Inhoudsopgave:
Zo snel als het datacenter evolueert, moeten bedrijven hun technieken voor het beheer ervan ook ontwikkelen. Datacenters zijn complexer en dichter geworden om tegemoet te komen aan de groeiende zakelijke vereisten, maar tools voor monitoring en beheer zijn niet bijgehouden. Naarmate onze afhankelijkheid van informatie toeneemt, neemt ook de behoefte aan constante uptime toe. Helaas heeft een slecht beheerde infrastructuur een kostbaar gevolg in de vorm van downtime.

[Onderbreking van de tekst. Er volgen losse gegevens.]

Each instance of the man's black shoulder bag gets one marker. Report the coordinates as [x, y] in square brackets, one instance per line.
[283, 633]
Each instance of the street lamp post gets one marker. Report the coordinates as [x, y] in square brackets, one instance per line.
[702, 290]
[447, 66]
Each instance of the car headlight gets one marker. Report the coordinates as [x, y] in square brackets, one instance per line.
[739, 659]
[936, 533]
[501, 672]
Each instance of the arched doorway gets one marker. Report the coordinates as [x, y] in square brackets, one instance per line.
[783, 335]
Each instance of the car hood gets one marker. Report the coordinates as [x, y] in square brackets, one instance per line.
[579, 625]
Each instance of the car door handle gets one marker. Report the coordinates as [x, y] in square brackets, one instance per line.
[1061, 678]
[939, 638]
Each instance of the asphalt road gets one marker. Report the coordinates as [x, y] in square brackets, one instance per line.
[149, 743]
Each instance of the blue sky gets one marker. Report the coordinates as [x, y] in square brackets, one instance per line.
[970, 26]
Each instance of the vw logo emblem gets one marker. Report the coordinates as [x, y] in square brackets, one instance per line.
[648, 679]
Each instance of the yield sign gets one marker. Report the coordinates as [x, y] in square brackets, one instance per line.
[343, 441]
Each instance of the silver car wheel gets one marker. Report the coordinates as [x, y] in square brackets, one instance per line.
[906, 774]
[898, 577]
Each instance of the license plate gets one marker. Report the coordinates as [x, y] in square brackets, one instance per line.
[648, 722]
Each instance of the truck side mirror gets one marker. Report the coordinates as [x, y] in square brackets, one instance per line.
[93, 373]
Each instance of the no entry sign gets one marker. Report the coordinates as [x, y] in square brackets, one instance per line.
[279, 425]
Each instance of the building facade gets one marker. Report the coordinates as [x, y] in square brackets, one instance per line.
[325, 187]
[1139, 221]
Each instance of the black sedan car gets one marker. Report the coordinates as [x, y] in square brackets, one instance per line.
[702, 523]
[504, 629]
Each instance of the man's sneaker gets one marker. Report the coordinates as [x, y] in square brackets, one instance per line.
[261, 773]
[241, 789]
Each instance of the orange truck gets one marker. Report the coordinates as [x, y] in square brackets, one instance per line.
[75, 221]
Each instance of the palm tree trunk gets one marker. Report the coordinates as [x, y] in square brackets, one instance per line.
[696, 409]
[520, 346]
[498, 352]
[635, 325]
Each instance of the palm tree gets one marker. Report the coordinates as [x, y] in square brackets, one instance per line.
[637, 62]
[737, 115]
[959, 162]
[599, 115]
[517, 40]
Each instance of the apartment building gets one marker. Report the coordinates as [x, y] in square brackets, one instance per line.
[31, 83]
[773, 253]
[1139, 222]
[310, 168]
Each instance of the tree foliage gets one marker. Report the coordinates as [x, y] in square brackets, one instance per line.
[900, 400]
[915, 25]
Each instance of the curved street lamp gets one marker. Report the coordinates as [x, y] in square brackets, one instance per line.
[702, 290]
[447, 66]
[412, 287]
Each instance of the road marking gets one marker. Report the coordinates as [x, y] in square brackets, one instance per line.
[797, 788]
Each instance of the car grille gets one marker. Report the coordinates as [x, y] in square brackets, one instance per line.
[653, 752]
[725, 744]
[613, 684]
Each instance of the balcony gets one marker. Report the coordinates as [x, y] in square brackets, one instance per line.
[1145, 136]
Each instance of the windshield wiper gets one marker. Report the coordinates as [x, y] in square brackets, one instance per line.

Dat is de reden waarom een nieuwe set DCIM-tools en -praktijken voor datacenterinfrastructuur wordt ontwikkeld om belanghebbenden een holistisch beeld te geven van fysieke en logische activa. In plaats van het datacenter ad hoc te beheren met behulp van omslachtige en verouderde mechanismen (zoals Excel-spreadsheets), kunnen datacenterbeheerders nieuwe tools gebruiken om real-time stroomverbruik, reklocatie, belasting en warmte-informatie te volgen, en elke fysieke verplaatsing te modelleren binnen het datacenter. Ze kunnen ook historische gegevens bekijken en plannen maken voor de toekomst. Het voordeel van dit alles is dat het datacenterbeheerders in staat stelt energiekosten te verlagen, de beschikbare capaciteit optimaal te gebruiken, shut-downs te voorkomen en datacenters effectiever te runnen. Hier zullen we een kijkje nemen op DCIM en hoe het IT kan helpen de executive suite tevreden te houden. (Lees voor achtergrondlezing 5 essentiële dingen die een datacenter draaiende houden.)
DCIM gedefinieerd
DCIM verwijst naar de kruising van functies van datacenterfaciliteiten binnen een organisatie. Gartner definieert DCIM als "tools die het gebruik van datacenters en het energieverbruik van alle IT-gerelateerde apparatuur (zoals servers, opslag- en netwerkswitches) en componenten van faciliteiteninfrastructuur (zoals stroomdistributie-eenheden en airconditioners voor computerruimtes). " Meer specifiek verwijst DCIM naar de succesvolle inzet van software, hardware en sensoren om real-time monitoring en beheer te realiseren voor alle systemen in zowel IT- als facilitaire infrastructuren.